Pick rclone→Drive for minimum friction; Gitea releases if you want hard versioning and
to keep Drive small.
### Notebook changes either way
- Clone repo to **ephemeral `/content`** (fast), not Drive. Persist only datasets +
checkpoints.
- Drop Option A (no Colab generation) and Option B (no browser upload). One "sync
dataset version" cell instead.
- Train reads shards via a streaming `.jsonl.zst` loader (apply per-source sampling
weights + eval-bucket balancing here). Keep burst-train + Drive checkpoints + `.nbai`
export.
---
## Resulting workflow
```
LOCAL (9800X3D / RTX5070) COLAB (GPU)
───────────────────────── ───────────
import Lichess eval DB ─┐
self-play with net_vN ─┼─► label ─► dedup ─► write new shard(s) ─► manifest++
tactical / random ─┘ │
rclone copy ────────┘
datasets/ → Drive
│ (only new shards move)
sync version → copy missing shards → train (GPU)
export .nbai
place in src/main/resources/, rebuild native image
```
## Build order
1. **Shard format + manifest** in `dataset.py`: write/read `shards/*.jsonl.zst` +
`manifest.json`; dedup-across-shards on build; provenance per shard.

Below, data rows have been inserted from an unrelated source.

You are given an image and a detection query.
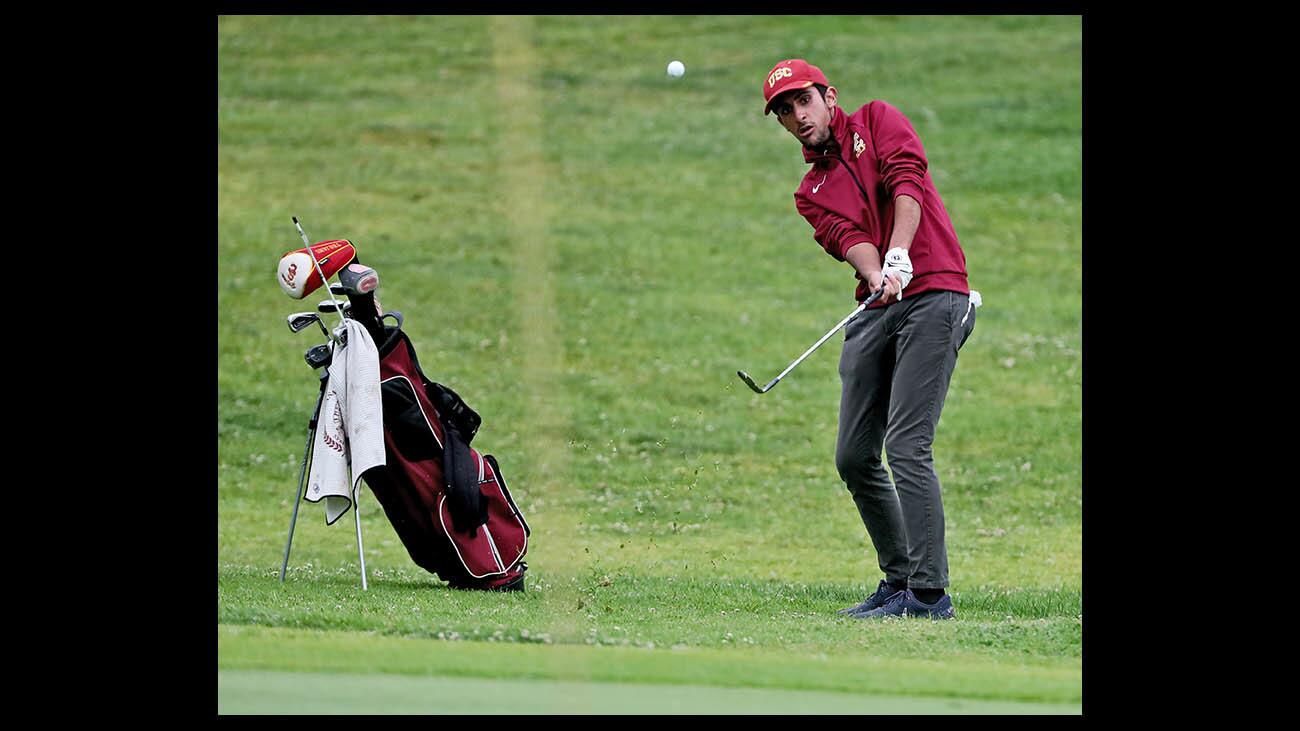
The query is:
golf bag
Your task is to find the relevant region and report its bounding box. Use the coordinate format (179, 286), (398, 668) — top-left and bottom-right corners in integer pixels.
(363, 321), (530, 591)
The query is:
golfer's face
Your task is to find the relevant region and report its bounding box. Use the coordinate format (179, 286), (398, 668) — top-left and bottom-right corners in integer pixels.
(772, 86), (835, 147)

2. **Streaming `.zst` dataloader** in `train.py`: read shards, apply per-source weights
and eval-bucket balancing.
3. **Self-play generator** in `src/`: NNUEBot/Stockfish self-play → positions → local
Stockfish label → new shard. This is the scaling engine.
4. **`dataset_sync.py`**: `push` (rclone→Drive or Gitea upload) / `pull` (cache-aware).

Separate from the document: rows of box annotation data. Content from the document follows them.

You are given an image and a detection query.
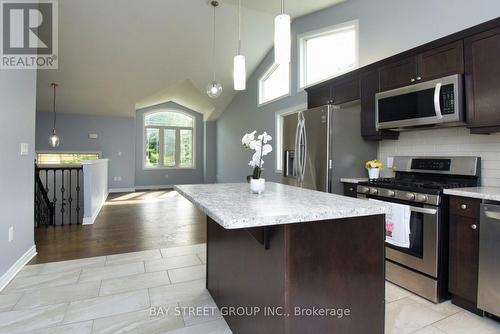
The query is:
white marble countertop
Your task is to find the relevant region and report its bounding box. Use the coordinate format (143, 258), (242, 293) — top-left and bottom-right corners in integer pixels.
(340, 177), (368, 183)
(175, 182), (388, 229)
(444, 187), (500, 201)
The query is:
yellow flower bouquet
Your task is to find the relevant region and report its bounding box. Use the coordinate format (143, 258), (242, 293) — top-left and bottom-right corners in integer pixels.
(365, 159), (382, 179)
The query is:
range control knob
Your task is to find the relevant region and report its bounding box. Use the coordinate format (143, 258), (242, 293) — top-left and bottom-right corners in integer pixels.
(358, 186), (370, 194)
(406, 193), (415, 201)
(417, 194), (429, 203)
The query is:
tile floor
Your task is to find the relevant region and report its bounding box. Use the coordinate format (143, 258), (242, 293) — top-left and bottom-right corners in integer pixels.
(0, 244), (500, 334)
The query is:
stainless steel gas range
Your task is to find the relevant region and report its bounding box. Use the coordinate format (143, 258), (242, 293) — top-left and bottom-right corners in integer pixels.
(357, 157), (480, 303)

5. **Notebook rewrite**: ephemeral clone, single sync cell, weighted streaming loader.
6. Wire `lichess_importer.py` as the backbone shard source.
## Open decisions
- **Transfer backend** — rclone→Drive (easiest, recommended) vs Gitea releases (hard
versioning).
- **Self-play opponent** — NNUEBot vs itself (own distribution) vs vs-Stockfish
(stronger, more decisive games). Likely a mix.
- **Backbone/self-play ratio** — start ~60/30/10 (lichess/selfplay/tactical), tune by
measured strength.
- **Shard size** — 50k vs 100k positions/shard (transfer granularity vs file count).